Though many troubles in so short a space

Have left their painful scars within my heart;

Which, though they may not shew upon my face,

Still torture my sad mind with anguished smart;

Whilst in my eyes keen watchers may discern

The agonies in which my spirits burn –

We must be on our way, for we must find

Somewhere to stay this night…

 

                                         [Moved by her story, Theseus gives a purse of coins to Antigone.]

 

                          What? All this purse

Of golden staters? You are much too kind;

There must be near a hundred coins here! Are

You sure you mean us to have all? My heart

Does not know how to thank you worthily;

My gratitude is witnessed by my tears.

     You are a gentleman, Sir, and I’ll pray

To all the gods for your advantage! We

Now have the means to keep us for some years

In what we need; and, as our shoes are worse

For wear and these poor garments patched and thin,

We shall be able to replace them new,

Thanks to the generosity of you.

The gods be with you, Sir. Farewell!.

 

[As they wander slowly away King Theseus turns towards Athens, troubled by the revelation that Fate rules mighty monarchs as surely as it does the meanest of their slaves. But Antigone continues talking happily to Œdipus]

 

                                                                    This day

Has brought great benefit. Let’s find an inn

Where we can get some comfort for a start.

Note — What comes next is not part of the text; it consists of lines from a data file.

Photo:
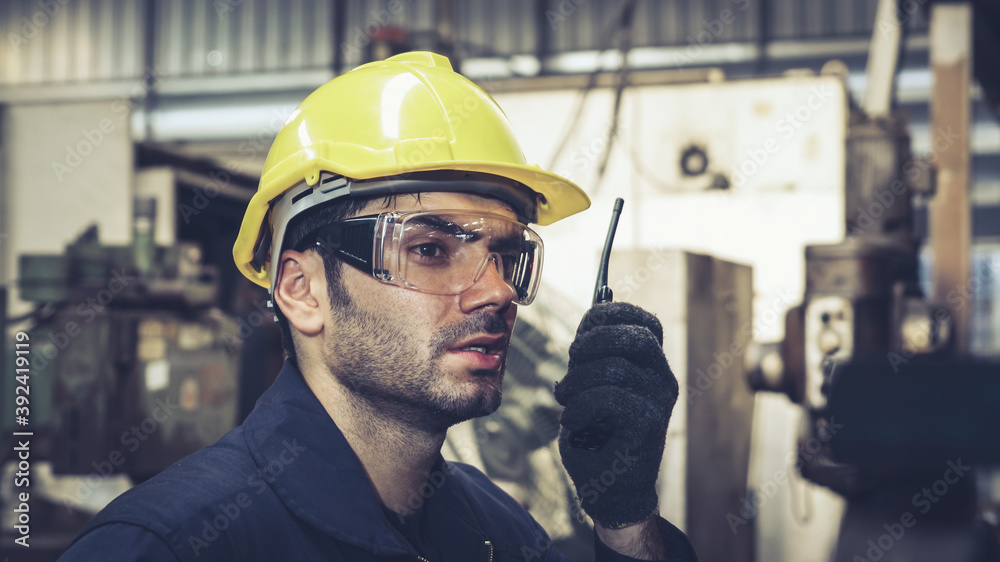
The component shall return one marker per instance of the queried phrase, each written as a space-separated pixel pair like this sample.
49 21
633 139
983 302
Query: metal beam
950 217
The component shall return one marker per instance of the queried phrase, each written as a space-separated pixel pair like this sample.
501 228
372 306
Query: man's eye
510 261
428 250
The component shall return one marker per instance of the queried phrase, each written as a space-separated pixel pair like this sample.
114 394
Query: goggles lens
438 252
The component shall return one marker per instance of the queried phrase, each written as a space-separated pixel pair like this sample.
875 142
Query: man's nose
490 286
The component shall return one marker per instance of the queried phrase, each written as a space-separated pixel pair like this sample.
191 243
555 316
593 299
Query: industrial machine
132 366
899 419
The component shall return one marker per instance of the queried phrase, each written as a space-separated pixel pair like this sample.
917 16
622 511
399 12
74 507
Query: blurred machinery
897 414
134 366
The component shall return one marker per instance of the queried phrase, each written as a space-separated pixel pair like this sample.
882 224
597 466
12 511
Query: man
409 175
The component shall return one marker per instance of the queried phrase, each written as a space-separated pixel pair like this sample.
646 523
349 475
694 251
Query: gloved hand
618 394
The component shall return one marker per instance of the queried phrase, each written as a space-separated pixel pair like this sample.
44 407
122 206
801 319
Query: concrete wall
66 166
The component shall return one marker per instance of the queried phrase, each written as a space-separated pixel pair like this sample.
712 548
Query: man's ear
298 291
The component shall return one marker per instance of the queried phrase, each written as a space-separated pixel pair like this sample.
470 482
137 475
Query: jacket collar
305 459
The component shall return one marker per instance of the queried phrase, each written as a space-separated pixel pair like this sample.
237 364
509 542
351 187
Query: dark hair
302 225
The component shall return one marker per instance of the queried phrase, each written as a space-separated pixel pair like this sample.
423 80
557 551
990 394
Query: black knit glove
618 393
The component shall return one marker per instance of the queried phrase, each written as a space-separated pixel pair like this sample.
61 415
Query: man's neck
397 456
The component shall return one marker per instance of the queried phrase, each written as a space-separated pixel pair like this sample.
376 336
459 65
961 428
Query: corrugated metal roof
58 41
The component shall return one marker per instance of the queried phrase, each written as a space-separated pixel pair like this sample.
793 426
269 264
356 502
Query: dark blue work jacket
286 485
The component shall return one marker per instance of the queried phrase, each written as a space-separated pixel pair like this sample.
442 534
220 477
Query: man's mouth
490 345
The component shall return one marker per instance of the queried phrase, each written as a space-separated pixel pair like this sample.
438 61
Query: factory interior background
812 209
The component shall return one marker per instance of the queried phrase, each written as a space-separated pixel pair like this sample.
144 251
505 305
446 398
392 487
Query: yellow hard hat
408 114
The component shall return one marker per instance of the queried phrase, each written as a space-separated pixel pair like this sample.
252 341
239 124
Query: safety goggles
438 252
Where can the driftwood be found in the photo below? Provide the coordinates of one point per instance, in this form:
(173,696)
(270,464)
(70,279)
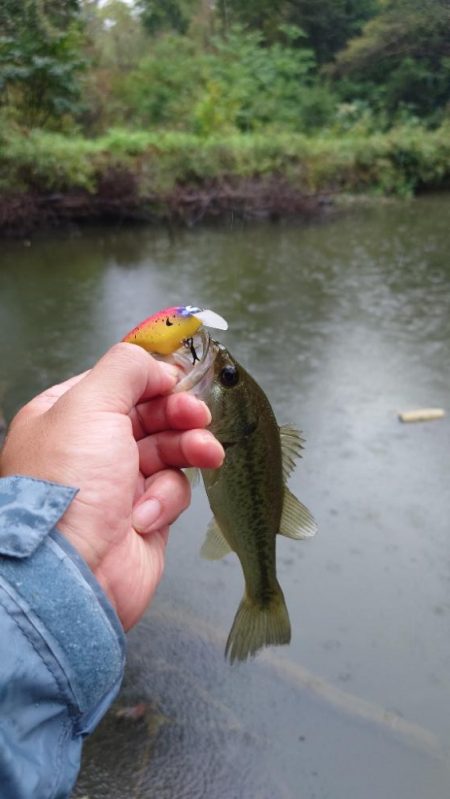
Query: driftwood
(422,415)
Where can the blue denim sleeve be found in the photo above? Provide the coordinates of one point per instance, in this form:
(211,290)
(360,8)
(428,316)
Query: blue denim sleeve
(62,647)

Tomorrow we shall buy some better clothes;

And after that, dear father, well….. who knows?.

 

[Afterword: According to one account, the ultimate fate of Antigone was tragic. After wandering around Greece for several years with Œdipus, she returned to Thebes after he had died and been buried near Athens. (Theseus was himself was amongst the mourners). Shortly after her arrival in Thebes her two brothers – Eteocles and Polynices – were killed fighting for the crown. Their uncle Creon, who had taken power, forbade the burial of their bodies. Nevertheless, the ever-loyal Antigone interred them herself. This act of charitable piety resulted in Creon having her immured alive in a cave, where she died of starvation and thirst. Some accounts say that her lover, Hæmon, chose to die with her. J.A.B].